Jonathan Edwards is My Homeboy?
Among conservative churches, there seems to be an absence of any kind of expectancy for revival. Although it wasn’t too long ago that guys wore, “Jonathan Edwards is My Homeboy” t-shirts, the idea of a Great Awakening seems to be relegated to the distant past.
Since there have been such abuses by those promoting revival, I think the tendency is to reduce our expectations of God. When we do, we reduce our view to what God does in the ordinary means of grace, not looking for any intensification.
Revival for Cessationists
Since I am a cessationist, I believe that the sign gifts were uniquely given to the church in the apostolic age to vindicate the gospel message in that singular foundation-laying season. But being a cessationist doesn’t mean I’m an anti-supernaturalist. God can perform miracles. He can also use individuals in miraculous ways. Yet gifts correspond to ongoing roles, and I don’t see the warrant for continued apostolic roles, so those particular sign gifts have ceased.
The expectation of God to act powerfully and intensely can’t be abandoned just because a person confesses cessationism. If God is free to act, he can sovereignly save many people at once, or sanctify many saints in a church rapidly. None of this requires the manifestation of charismatic phenomena. Instead what we would see would be:
- greater attentiveness to Scripture,
- hanging upon the Word preached,
- prioritized attention to prayer that is Scripture saturated,
- and worship that is free, yet with great fear of God.
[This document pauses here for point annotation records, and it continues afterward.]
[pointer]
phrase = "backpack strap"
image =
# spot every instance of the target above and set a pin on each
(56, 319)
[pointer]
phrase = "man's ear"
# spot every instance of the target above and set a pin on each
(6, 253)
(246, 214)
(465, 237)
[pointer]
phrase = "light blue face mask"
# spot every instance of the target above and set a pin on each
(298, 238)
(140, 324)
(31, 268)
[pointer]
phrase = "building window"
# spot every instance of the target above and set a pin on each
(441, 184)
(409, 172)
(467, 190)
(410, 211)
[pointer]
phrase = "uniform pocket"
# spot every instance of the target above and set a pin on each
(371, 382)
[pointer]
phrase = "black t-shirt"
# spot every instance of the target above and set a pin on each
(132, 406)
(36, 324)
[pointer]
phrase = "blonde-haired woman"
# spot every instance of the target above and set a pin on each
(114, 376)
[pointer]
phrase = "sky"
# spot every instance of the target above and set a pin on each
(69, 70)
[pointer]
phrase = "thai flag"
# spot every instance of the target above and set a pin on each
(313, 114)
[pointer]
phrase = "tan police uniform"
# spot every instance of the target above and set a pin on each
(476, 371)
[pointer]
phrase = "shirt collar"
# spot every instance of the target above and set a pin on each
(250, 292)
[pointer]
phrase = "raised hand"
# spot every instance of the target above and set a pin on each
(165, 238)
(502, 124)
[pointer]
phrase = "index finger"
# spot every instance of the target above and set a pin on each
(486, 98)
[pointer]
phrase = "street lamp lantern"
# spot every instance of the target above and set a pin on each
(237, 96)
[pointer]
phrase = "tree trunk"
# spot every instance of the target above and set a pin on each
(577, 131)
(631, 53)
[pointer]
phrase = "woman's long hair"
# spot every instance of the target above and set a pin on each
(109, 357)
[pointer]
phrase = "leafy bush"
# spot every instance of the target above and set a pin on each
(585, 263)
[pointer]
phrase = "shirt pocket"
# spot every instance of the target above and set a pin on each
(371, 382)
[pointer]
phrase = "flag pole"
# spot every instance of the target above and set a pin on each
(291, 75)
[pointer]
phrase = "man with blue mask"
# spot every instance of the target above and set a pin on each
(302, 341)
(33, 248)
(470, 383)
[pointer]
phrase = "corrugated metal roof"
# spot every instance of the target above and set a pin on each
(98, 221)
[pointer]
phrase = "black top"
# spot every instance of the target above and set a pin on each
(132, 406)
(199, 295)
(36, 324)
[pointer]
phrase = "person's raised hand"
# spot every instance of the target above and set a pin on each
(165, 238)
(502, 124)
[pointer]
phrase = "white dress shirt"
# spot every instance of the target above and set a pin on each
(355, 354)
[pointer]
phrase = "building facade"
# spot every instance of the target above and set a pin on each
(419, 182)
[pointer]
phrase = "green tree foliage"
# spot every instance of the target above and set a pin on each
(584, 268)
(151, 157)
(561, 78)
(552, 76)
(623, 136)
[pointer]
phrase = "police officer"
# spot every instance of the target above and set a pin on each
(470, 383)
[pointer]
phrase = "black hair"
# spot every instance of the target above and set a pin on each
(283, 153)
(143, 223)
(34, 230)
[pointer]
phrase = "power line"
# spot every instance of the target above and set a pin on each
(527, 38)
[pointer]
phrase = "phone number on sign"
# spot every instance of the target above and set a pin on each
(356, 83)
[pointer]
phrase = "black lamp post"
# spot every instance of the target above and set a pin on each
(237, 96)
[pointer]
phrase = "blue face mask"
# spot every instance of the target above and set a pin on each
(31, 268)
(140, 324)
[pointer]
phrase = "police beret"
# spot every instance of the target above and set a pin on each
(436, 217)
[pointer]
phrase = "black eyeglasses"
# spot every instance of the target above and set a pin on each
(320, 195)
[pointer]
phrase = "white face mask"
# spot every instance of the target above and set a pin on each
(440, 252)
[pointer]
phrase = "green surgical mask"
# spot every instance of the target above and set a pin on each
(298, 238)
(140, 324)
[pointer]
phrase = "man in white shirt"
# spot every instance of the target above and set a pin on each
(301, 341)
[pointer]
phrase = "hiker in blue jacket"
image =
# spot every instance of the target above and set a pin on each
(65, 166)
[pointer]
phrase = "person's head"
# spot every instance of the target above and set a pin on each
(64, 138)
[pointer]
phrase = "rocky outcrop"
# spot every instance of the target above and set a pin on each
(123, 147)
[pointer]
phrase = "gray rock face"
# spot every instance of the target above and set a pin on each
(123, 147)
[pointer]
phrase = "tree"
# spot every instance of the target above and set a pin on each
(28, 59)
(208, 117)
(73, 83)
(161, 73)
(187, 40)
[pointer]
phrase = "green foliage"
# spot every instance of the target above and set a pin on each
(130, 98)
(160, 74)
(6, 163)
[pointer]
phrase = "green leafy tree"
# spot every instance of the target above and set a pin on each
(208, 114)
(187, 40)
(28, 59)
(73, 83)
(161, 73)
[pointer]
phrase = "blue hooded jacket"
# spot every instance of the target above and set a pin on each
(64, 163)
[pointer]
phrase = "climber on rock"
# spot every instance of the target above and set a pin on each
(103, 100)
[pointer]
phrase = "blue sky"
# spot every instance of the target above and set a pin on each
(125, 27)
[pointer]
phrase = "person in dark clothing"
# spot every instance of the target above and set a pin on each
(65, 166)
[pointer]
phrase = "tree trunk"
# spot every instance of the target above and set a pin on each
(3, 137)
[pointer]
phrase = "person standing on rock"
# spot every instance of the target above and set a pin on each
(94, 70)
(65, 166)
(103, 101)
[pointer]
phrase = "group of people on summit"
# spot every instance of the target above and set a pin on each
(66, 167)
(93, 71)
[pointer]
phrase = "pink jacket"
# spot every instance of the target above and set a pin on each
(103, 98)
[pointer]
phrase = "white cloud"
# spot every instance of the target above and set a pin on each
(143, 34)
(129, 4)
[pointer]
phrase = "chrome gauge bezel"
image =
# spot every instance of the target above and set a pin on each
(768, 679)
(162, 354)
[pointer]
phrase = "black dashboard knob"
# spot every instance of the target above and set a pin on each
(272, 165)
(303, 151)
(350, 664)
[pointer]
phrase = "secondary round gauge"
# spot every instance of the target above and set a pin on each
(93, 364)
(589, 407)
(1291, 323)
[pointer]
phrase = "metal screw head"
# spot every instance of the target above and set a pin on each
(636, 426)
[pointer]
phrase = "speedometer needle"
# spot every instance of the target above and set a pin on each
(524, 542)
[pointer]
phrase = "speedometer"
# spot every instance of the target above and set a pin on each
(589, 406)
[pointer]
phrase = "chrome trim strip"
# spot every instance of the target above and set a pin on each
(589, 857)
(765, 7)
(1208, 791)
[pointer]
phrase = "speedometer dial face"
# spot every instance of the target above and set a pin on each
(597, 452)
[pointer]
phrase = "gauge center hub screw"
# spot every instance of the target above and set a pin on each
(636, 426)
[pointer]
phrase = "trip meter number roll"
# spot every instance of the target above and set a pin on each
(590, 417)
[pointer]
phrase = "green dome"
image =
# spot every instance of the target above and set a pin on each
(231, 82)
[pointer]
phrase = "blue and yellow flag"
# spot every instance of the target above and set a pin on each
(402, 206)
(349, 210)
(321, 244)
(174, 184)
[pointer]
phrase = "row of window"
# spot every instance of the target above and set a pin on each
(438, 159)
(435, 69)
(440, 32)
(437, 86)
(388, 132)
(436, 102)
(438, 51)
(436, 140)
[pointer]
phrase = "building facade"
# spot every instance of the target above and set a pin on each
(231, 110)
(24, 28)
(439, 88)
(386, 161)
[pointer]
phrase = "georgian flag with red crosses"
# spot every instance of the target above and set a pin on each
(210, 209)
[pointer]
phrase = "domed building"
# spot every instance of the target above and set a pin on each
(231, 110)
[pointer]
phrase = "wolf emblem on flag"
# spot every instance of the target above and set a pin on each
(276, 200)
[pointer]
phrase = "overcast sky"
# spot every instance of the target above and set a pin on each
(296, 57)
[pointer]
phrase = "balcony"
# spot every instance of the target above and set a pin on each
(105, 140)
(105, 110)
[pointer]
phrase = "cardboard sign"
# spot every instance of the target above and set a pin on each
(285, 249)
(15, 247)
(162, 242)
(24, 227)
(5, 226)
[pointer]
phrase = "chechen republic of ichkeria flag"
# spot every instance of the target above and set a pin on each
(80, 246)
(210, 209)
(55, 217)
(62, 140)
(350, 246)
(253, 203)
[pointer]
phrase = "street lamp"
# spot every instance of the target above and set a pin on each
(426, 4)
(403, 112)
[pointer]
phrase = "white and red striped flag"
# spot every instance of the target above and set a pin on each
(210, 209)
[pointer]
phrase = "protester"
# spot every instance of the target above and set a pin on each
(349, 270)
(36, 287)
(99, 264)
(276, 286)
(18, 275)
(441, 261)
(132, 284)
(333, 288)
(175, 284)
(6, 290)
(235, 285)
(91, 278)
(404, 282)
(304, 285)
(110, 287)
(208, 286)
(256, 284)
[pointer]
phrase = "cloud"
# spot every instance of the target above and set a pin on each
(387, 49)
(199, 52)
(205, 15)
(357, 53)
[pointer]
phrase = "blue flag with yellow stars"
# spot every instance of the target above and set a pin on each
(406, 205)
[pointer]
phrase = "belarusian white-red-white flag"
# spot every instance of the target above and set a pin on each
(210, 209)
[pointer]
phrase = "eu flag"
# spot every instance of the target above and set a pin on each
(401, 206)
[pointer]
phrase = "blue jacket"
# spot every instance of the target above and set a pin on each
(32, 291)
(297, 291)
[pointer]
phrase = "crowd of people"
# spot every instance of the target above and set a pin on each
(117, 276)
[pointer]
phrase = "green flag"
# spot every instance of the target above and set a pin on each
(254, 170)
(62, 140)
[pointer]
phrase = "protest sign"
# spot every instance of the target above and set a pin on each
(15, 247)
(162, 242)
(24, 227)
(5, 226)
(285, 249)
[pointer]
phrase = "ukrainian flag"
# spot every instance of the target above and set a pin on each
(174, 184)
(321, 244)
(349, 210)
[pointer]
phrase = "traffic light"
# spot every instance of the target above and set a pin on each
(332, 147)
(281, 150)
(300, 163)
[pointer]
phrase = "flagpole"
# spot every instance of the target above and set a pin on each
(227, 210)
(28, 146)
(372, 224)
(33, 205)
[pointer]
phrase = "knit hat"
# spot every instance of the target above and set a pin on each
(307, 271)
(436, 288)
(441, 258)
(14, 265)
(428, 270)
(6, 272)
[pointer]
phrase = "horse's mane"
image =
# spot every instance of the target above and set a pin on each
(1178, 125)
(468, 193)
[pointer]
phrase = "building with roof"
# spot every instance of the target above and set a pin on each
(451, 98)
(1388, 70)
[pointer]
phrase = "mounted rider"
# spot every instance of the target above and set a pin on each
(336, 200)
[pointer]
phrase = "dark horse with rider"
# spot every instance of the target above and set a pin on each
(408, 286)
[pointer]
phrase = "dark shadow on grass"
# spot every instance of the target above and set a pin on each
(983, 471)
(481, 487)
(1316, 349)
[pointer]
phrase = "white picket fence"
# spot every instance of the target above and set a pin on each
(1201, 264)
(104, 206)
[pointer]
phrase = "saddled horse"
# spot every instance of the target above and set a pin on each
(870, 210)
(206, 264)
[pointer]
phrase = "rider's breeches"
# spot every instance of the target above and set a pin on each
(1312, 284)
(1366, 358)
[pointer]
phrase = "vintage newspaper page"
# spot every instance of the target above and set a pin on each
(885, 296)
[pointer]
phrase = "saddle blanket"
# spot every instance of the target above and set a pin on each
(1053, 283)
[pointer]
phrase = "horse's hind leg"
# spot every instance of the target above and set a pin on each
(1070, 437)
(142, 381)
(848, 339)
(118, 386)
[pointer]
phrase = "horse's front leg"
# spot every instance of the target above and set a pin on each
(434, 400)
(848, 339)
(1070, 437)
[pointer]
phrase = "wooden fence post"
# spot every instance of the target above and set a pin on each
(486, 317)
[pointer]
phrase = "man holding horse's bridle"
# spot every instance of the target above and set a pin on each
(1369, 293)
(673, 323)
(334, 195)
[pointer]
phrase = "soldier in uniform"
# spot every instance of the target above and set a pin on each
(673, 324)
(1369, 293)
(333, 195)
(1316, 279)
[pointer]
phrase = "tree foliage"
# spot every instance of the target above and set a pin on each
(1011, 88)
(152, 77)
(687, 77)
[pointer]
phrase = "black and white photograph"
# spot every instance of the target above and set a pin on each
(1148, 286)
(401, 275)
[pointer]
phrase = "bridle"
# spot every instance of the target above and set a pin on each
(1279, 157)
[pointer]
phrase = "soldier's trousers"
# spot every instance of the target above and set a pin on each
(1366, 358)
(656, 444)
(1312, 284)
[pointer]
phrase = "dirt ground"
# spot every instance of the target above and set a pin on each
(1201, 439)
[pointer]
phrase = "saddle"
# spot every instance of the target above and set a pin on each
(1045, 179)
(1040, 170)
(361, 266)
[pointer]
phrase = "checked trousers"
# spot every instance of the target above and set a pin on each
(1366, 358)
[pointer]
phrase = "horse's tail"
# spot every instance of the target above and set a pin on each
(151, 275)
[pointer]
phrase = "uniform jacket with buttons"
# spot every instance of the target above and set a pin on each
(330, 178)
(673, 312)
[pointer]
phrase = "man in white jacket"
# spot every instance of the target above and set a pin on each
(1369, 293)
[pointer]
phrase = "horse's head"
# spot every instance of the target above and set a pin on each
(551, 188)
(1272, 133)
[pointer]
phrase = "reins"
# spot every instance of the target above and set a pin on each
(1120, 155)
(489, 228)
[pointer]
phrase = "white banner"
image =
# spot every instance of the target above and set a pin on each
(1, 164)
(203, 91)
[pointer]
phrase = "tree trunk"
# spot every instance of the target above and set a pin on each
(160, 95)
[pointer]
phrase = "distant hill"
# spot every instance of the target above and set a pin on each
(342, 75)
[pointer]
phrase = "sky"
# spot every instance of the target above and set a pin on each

It is interesting for me to see that many churches that are continuationist (i.e. charismatic churches) have a lot of emphasis on subjective feelings attributed to God, but a remarkably thin emphasis on the kind of godly sanctification that I’ve described. I’ve also found that in good continuationist and cessationist churches, there is the same proper expectancy. In either type of church, there is a confidence in God to both sovereignly intensify the sanctification of saints and to rapidly save the lost according to his good pleasure. In these churches, there is no abandonment of the ordinary means of grace, but there is confidence that God could speed his works rapidly among the church in striking ways.
A Window Looking at Revival?
On Sunday, at the church where I serve, there was a window into this prospect of revival. My fellow pastors and I were overseeing the Lord’s Supper and we all noticed something. The singing had increased in volume and the congregation seemed attentive to the whole liturgy. After the service, people were noticeably moved by the concrete reality of the believer’s destiny in heaven (2 Timothy 4:8). We asked ourselves, “Is it possible that God was bringing a revival?” We had witnessed our church being broken down with grief and empathy for a suffering member. And we had also seen an outpouring of prayer to God. This had been capped off with greater attentiveness to what Scripture said about the glories of heaven.
But if we only look at worship volume and subjective impressions, then they are not the criteria which will ultimately mark out true revival. Rather when sinners are distinctly converted, and saints grow in the faith from being children to adults in a day, then it will appear that God has moved in a special reviving way.
Beyond Tim Keller’s Strategy
It is interesting to me that Tim Keller is cited by many pastors as having influenced their ministry strategy. Yet Keller himself recognized that for eighteen months he experienced something of a local revival at Redeemer in 1990-1991. Revival beats strategy every time. It doesn’t mean that we don’t employ strategy, because we must. But we have to also humble ourselves to ask God to work according to his good pleasure, whether it be in an ordinary way or an extraordinary way.
As the reformed renewal enters into the latter stage of its maturity cycle, (see this interview about the Young, Restless and Reformed 10 Years later), pastors and church members need to retrieve a theology of revival. We don’t want to fall back into the errors of what Iain Murray called, “revivalism”. But we can’t fall back into enclaves of dead orthodoxy leading to rationalism either.
Pray to God that you would grow in your expectancy of his ability to sovereignly, freely and decidedly revive the church and convert the lost. That would be a good start for all of us.